There are numerous national organizations that have special initiatives during National Minority Mental Health Awareness Month. The first place to seek information is on the websites of organizations such as National Alliance on Mental Illness (NAMI), the nation's largest grassroots mental health organization dedicated to improving the lives of those affected by mental illness, the American Foundation for Suicide Prevention and the National Institute for Children’s Health Equality.
These and other organizations offer a variety of resources and support for those in need of mental health resources and during the month of July, their work especially emphasizes the needs of racial and ethnic minority communities.
What government initiatives have been established to address the particular mental health challenges arising in minority communities?
In May 2021, the House of Representatives passed H.R. 1475, the Pursuing Equity in Mental Health Act, bipartisan legislation authored by Rep. Bonnie Watson Coleman (NJ-12) and introduced by Watson Coleman and Rep. John Katko (NY-24) to address the disparities in access, care and study of mental health issues among people of color. The bill authorizes $805 million in grants and other funding to support research, build outreach programs and train providers to effectively address issues of mental health among racial and ethnic minority communities.
Rep. Bonnie Watson Coleman, the chair of the Emergency Task Force said, "This is a huge step and one we’ve been building toward since launching the Emergency Taskforce in April of 2019. When I began this work, it was out of a desire to bring federal resources to bear in what was clearly becoming a crisis – resources for awareness, for research, for education and more. We put together a working group of experts, released a report, and finally introduced this bill to ring the alarm and force everyone to pay attention. This bill will give us the tools to address mental health for all communities, and I’m grateful to see it move on to the Senate.”
The Pursuing Equity in Mental Health Act is endorsed by The American Psychological Association, The American Psychiatric Association, The Trevor Project, The American Foundation for Suicide Prevention, Mental Health America, Sandy Hook Promise, The American Association of Psychoanalysis in Clinical Social Work, The Jed Foundation, and the Mental Wealth Alliance.

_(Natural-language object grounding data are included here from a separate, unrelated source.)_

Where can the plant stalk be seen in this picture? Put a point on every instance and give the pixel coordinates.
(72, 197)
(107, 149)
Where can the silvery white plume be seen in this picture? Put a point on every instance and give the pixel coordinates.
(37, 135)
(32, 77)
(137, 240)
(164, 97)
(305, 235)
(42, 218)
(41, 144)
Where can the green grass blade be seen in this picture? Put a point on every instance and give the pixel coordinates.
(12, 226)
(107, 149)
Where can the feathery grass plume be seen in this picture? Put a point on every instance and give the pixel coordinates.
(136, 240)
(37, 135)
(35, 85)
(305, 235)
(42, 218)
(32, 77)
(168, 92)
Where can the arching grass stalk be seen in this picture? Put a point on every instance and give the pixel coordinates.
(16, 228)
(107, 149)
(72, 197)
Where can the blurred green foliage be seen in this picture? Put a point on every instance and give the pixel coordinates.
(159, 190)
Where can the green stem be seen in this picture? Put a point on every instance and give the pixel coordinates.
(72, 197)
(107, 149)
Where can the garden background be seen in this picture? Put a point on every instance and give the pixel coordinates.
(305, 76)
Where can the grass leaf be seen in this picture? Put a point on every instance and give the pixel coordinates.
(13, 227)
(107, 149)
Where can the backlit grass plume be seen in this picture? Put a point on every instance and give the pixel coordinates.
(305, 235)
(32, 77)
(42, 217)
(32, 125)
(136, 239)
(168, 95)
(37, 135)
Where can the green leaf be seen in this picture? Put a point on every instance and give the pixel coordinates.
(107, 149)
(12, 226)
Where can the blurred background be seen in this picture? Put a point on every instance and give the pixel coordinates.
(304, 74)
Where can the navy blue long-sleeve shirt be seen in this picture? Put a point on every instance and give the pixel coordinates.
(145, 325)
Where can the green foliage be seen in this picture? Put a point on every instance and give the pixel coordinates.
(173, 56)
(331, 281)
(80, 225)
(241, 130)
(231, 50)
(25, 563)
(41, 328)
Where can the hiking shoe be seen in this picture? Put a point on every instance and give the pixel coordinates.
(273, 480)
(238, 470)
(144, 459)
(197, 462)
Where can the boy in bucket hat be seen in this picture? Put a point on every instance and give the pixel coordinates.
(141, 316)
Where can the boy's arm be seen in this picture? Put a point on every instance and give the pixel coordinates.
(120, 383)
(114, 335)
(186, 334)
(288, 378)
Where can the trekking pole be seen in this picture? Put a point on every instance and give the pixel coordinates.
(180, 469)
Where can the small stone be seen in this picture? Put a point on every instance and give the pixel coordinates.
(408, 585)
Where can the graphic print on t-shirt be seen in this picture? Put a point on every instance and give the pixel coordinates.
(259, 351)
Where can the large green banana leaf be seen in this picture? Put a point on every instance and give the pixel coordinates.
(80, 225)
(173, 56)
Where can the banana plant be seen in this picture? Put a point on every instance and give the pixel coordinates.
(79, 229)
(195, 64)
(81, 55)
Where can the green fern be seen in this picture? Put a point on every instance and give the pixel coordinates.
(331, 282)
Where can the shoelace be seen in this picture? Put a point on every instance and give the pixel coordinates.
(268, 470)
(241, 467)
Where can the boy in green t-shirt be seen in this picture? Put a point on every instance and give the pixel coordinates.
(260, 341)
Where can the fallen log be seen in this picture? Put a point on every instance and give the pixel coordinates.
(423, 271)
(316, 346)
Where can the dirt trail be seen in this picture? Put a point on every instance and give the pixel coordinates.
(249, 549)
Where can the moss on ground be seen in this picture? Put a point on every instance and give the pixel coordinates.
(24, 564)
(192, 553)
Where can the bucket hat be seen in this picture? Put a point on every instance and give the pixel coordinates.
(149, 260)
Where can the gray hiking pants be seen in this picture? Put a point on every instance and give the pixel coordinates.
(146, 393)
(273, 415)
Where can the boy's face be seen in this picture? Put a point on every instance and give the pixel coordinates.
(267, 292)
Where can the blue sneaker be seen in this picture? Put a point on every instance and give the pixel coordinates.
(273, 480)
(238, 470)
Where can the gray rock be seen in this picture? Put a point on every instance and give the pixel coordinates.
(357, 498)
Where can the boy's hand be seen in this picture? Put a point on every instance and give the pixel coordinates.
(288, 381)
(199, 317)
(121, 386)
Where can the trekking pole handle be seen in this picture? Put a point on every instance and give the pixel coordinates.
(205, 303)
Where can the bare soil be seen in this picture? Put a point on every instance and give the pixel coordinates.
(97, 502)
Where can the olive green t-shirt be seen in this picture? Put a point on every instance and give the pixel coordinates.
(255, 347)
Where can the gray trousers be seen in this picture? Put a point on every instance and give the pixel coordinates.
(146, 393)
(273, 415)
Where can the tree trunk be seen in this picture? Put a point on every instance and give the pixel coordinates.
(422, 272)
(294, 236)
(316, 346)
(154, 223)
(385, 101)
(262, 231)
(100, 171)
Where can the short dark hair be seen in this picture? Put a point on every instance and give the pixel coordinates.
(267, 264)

How can I show my support?
In addition to participating in activities sponsored by mental health organizations like the ones noted above, every effort to normalize conversations about mental health helps the cause!

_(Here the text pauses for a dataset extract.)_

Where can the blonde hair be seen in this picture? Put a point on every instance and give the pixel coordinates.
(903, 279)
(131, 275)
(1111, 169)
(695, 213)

One great way you can initiate conversation is by wearing clothing with messages that support mental health awareness like our mental health shirts. healed-ish mental health apparel features positive affirmations designed to support people who are struggling with mental health issues. By wearing one of our self-care shirts, mental health hoodies, or using other mental health merch, you can help to spread the message that everyone deserves to love and accept themselves just as they are.

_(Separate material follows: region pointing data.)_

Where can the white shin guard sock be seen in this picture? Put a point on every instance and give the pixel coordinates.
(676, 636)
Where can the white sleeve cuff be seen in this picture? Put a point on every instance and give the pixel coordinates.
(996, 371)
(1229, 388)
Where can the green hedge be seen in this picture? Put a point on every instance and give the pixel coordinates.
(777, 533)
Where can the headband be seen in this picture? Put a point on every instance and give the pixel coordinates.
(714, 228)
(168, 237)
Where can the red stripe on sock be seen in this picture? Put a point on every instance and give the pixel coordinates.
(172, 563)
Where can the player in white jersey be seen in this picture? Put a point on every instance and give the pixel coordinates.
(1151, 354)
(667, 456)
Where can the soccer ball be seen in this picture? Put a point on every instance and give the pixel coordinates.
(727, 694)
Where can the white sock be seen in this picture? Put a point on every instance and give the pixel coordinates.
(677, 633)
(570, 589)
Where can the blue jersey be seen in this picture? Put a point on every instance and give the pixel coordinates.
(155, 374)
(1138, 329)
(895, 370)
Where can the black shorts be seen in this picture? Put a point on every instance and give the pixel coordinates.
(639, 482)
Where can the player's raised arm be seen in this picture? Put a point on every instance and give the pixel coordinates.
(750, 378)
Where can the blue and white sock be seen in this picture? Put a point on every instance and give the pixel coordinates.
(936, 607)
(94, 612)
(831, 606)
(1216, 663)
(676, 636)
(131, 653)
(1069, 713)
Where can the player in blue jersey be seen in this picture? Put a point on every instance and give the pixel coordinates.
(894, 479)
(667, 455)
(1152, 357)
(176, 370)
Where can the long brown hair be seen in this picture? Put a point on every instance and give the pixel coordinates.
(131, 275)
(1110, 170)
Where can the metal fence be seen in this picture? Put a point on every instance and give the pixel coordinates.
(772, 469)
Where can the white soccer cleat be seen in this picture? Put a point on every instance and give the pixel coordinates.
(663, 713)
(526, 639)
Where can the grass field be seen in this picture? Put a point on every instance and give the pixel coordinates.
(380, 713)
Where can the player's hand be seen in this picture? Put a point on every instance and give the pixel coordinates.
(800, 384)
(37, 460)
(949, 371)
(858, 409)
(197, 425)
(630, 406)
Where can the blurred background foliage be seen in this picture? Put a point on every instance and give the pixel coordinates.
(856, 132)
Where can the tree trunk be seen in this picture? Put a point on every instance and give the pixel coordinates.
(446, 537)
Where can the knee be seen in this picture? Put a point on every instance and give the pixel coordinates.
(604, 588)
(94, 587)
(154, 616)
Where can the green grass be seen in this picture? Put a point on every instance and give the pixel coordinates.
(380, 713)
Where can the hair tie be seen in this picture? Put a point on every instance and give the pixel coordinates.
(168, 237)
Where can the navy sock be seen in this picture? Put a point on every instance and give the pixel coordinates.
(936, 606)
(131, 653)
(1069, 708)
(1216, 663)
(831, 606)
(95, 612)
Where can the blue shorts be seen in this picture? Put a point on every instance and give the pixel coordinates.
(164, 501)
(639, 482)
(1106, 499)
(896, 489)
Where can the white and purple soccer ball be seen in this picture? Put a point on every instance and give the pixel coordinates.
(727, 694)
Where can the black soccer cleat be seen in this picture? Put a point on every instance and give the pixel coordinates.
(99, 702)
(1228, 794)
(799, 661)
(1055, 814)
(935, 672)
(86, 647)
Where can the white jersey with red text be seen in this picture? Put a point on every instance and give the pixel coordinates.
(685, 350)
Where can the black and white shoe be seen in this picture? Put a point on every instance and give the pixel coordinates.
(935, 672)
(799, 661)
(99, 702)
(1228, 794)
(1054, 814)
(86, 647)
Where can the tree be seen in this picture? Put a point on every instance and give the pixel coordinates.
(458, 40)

In addition to raising awareness, this month is also about celebrating the progress that has been made in minority mental health. We have come a long way in recent years, but there is still more work to be done. This month, let's celebrate the progress that has been made and continue working towards a future where everyone has access to quality mental health care.
Breaking the silence around minority mental health is an important step in promoting healing and recovery for all. During this National Minority Mental Health Awareness Month, let's make a commitment to start the conversation and continue working towards a more inclusive and equitable world for all.